Todos têm um bichinho de estimação. Mesmo que imaginário, ou apenas em forma explícita de desejo, lá no fundinho do coração existe um bichinho de estimação. Eu tive muitos – bichinhos e corações. Amei tantas espécies: periquito, lebre, peixe de aquário. Mas os cães, estes seres cândidos, sempre estiveram comigo. Ainda menina tive como parceira uma cadelinha cujo nome não lembro. Recordo mesmo é sua forma viva, não abstrata. Éramos feitas uma para a outra. Ela compreendia que eu, mesmo nos dias mais tristes, era capaz de amar. Então vinha para mim, funcinhando meus pés com seu fucinho pequenino, roçando sua cabecinha nos meus dedos, me ensinando que amar é ganho e jamais desistindo de mim. Tínhamos momentos raríssimos de infelicidade. Bichos não conhecem a escuridão, por isso onde quer que estejam há luz. Com ela era assim. Havia ocasiões em que eu a punha no colo, a embalava feito uma criança. Mas nos divertíamos mesmo quando eu deitava no chão e, ao som de seus latidos, gargalhava, entrando em contato com o que de mais primitivo há em mim.

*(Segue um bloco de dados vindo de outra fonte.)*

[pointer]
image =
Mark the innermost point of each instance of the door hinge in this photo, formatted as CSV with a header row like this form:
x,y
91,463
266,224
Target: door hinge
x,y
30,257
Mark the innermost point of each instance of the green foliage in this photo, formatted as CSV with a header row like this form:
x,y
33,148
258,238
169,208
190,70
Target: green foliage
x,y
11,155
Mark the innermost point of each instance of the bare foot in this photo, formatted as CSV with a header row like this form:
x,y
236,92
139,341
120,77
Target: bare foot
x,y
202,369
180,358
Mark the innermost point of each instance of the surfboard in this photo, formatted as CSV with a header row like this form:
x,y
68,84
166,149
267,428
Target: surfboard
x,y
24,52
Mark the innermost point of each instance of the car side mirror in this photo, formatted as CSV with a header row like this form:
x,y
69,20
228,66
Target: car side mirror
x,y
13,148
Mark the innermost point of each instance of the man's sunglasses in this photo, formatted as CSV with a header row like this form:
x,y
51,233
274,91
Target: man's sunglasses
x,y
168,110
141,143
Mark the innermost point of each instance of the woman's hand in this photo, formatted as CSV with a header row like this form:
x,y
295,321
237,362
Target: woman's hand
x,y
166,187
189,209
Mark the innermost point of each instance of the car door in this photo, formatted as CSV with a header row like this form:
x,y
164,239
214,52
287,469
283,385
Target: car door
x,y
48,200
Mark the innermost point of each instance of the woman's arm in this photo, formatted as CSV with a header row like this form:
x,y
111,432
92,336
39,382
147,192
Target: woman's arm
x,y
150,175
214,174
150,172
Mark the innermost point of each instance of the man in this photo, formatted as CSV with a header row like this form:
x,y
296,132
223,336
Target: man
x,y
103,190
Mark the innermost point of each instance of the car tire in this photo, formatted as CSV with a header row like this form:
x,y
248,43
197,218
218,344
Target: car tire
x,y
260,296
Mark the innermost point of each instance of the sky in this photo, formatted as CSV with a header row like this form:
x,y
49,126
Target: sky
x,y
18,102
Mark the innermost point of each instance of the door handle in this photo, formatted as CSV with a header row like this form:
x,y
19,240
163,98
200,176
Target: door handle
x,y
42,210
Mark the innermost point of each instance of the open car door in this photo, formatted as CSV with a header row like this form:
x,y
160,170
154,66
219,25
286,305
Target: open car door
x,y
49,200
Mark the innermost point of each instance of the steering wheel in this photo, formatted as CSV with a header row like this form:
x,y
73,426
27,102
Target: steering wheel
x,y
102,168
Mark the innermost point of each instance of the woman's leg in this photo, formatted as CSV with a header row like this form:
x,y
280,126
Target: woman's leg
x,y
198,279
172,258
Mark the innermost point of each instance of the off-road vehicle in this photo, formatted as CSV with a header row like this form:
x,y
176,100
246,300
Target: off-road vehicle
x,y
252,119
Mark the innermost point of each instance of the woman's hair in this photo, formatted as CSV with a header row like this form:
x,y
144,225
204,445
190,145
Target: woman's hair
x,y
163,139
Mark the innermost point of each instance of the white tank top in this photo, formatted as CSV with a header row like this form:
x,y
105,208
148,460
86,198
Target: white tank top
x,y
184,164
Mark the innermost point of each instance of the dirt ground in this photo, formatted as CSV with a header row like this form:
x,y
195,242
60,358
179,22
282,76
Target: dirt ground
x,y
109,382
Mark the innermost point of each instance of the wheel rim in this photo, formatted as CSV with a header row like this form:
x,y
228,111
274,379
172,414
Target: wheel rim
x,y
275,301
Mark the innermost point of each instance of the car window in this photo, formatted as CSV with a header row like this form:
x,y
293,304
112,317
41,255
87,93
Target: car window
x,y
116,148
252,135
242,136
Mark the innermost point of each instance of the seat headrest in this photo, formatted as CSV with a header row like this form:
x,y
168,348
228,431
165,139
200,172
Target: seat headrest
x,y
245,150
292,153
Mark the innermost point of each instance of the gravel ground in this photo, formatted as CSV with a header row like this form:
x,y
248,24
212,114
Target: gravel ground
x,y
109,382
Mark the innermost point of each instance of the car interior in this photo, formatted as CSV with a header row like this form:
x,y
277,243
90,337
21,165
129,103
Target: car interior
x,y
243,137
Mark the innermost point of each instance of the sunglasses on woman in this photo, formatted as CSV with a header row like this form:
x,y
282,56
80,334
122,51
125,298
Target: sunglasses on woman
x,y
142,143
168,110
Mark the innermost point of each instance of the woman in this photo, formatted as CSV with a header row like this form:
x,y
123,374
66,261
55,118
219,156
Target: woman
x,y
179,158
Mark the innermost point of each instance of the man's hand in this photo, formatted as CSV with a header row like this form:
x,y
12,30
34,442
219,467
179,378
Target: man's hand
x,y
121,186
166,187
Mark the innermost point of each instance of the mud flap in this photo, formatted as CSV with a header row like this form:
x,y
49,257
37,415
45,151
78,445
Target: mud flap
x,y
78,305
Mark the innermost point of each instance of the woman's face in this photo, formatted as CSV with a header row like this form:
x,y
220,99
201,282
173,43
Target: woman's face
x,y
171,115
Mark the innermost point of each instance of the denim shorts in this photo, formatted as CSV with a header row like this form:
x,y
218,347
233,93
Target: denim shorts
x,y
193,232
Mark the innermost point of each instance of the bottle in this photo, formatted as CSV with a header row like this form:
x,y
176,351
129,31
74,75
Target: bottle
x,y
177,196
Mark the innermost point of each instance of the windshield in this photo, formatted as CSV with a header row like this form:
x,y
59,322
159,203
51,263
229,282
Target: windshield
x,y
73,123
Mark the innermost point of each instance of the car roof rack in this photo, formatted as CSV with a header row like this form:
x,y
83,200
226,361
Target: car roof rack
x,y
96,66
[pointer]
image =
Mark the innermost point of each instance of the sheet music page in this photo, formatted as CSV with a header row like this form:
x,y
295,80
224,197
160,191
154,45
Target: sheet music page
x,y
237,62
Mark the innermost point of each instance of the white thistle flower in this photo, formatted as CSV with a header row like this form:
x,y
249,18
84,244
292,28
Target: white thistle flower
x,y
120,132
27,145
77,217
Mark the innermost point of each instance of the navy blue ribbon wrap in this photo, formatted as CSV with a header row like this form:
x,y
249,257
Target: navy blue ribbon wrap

Tê-la sempre fora confortável, eu gostava de acariciar aquela forma una e fiel, capaz de, com seu amor incondicional, proteger-me das armadilhas do mundo. Ao lado dela, eu era uma filha querida, não temia tantas coisas como hoje temo. Vivemos muito em pouco tempo. O tempo, aliás, quando se está feliz, é rarefeito. Saíamos à noite, eu observando o luar e ela, sendo cheirada no rabo pelos cachorrinhos, curtia o erotismo que a natureza lhe deu, sem nenhuma vergonha, nojo ou defesa. Se pudéssemos ser sempre assim, alguém com um bichinho de estimação... A vida seria menos grotesca, as cidades menos fantasmagóricas. Cães vivem suas vidas sem ódio, vivem do óbvio, mas jamais do imoral. São rendição, veja o caso do homem que matou seus inimigos, mas não matou o cachorrinho que, amarrado numa corda, magro e sem mágoa, lhe devotou olhos puros.
No dia em que a cadelinha, como uma fita prestes a se romper, encerrou a brincadeira, a menina entendeu que a morte é pretexto para coisa maior. Ali, mortinha, fria, indefesa... enrolei-a numa toalha branca e a pus numa caixa que atirei no rio. Foi como se ela jamais existisse. Hoje amo outros cães, ela já não faz parte, já não corre quando me vê. Amá-la foi como amar a mim mesma. Muito mais misterioso, foi como amar algo.